I think this is not without value, but it seems misleading to me.


The other day I made this claim to a friend: "If we want to understand what it means to be natural, as a human being, then we need to rediscover the real power of speech."


This claim is predicated on the following presuppositions (in an unclear order):

1. The concept of nature can be applied to both living and non-living things


2. Naturalness with regards to living things is fundamentally about the capacities of a particular body. What is natural for a fish is not natural for a horse. 

 

3. All living bodies are chiefly defined by their ongoing processes. The caterpillar-becoming-butterfly must be understood as one process, despite the fact that it takes on radically different forms. The nature of that process, however, looks quite different: the caterpillar body has different natural capacities than the butterfly body. But this is, of course, also true of human bodies: the child body can do things that the mature body cannot, and same for the body of an elder (not an elderly person, but an elder, a wise older person, their body, too, is such that it is capable of things that the young body is not. Things, hopefully, like wisdom). 


4. All living bodies proceed via interaction with their environment. I am currently interacting with my chair by sitting on it, my keyboard by pushing buttons, and my tea by consuming it. 

 

5. For an animal to be natural is for it to find a way of interacting with its environment that further develops or carries forward its capacity. If you dropped an orangutan into the middle of the ocean, for example, it would certainly find ways to interact with that environment (probably mostly thrashing). But it would be absurd to say that the middle of the ocean is the proper way to carry forward or develop a body of that sort. 

 

6. The human body is like other animal bodies in that its naturalness is equivalent to its flourishing in interaction with an environment that is conducive with its development.

 

7. Living bodies range in their complexity so that being natural may look quite complex or quite simple. A protozoa or a plant doesn't have especially complicated potentialities. Therefore its naturalness is a simpler matter than ours.

 

8. Life proceeds via layering or pyramiding, so that what was needed at previous stages of bodily development is essentially still needed.

 

9. We are one of the most complexly layered creatures that we have observed, and our nature seems particularly difficult to understand. What is the right environment for the human being to interact with so that it will flourish? This is a deeply complicated question because we are the making animal who is capable of changing their environments more radically than the other animals (because the other animals of course build dams, nests, and all sorts of things). 

 

10. It is a mistake to identify naturalness with any component of a living process (such as neurology or physiology) or to claim that only the 'primitive' or early layers of development are natural. This is hard for us, our ability to modify the environment is so intense that we can posit ourselves as standing outside this order. But we do not need to claim that there is anything unnatural about culture, language, or symbols. Culture as a concept, of course, often stands in relation to the notion of nature, but this is a problem with our language, not reality.

 

11. The human capacity for speech, making, and political organization must be seen as just as natural as a fishes capacity for swimming or a gazelle's ability to leap. There is no need to deny naturalness to these capacities of our bodies.

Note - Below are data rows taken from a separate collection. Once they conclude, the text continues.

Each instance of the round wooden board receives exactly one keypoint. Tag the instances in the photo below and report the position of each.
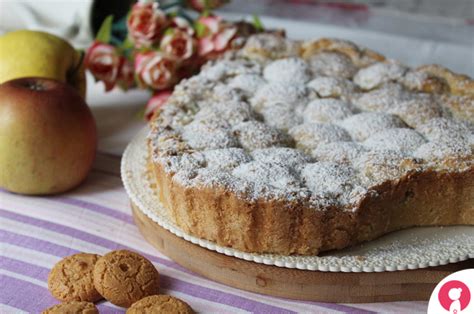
(308, 285)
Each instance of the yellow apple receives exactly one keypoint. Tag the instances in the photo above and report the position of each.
(48, 136)
(26, 53)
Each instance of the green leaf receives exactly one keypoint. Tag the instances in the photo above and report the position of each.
(257, 23)
(200, 29)
(169, 31)
(105, 30)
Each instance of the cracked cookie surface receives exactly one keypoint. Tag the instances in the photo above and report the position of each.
(160, 304)
(124, 277)
(71, 278)
(72, 307)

So, then, I raise the question, why would I have to go back to 'monkey' in order to be natural? If naturalness is about an animal body actualizing its potentials in a conducive environment, then why would we think we need to actualize just those primitive layers we can share with others?


To make the point, would we say that a fish is less natural than the single celled organisms that it evolved out of? If a human being needs to 'return to monkey' to be natural, then why doesn't the monkey need to return to its evolutionary precursor?

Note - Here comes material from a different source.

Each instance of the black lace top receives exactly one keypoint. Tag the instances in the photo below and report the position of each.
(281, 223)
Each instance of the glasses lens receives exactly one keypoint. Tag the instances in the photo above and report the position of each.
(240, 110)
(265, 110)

The natural cannot be identified with the developmentally or temporally primitive


The human capacity for speech is in dire straits. We have been relegated to the lower layers of our nature by modern society: our nutritive/plant body, our behavioral body, and our symbolically augmented behavioral body. The deep, real capacity for speech, in which it changes things, moves situitions in real, concrete ways, this power has been hidden from us by the bureaucratic and industrial nature of modern society. Indeed, Hannah Arendt's The Human Condition recently made this painfully clear to me: Modern society is fundamentally behavioral, and we have lost the capacity for speech. (I recently wrote a blog post for my employer that covers this exact topic. My views, of course, are my own). 

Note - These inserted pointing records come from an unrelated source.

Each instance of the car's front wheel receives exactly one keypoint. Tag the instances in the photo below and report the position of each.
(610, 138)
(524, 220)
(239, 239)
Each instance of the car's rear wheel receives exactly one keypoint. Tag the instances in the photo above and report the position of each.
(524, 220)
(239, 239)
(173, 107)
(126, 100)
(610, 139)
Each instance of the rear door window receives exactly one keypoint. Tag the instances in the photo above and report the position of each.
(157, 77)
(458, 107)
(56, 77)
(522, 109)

To rediscover the naturalness of being human is to discover the power of speech. For only in the experience of speech, the deep and mysterious possibilities of speech, can we understand what it means to be fully human. In the power of speech we experience ourselves as both the animal with language and the political animal.

 

This does not mean I regard modernity or industrial society as natural or  good or okay. But it does mean that, somehow, this situation has been created by a body exercising its natural capacities in interaction with its environment.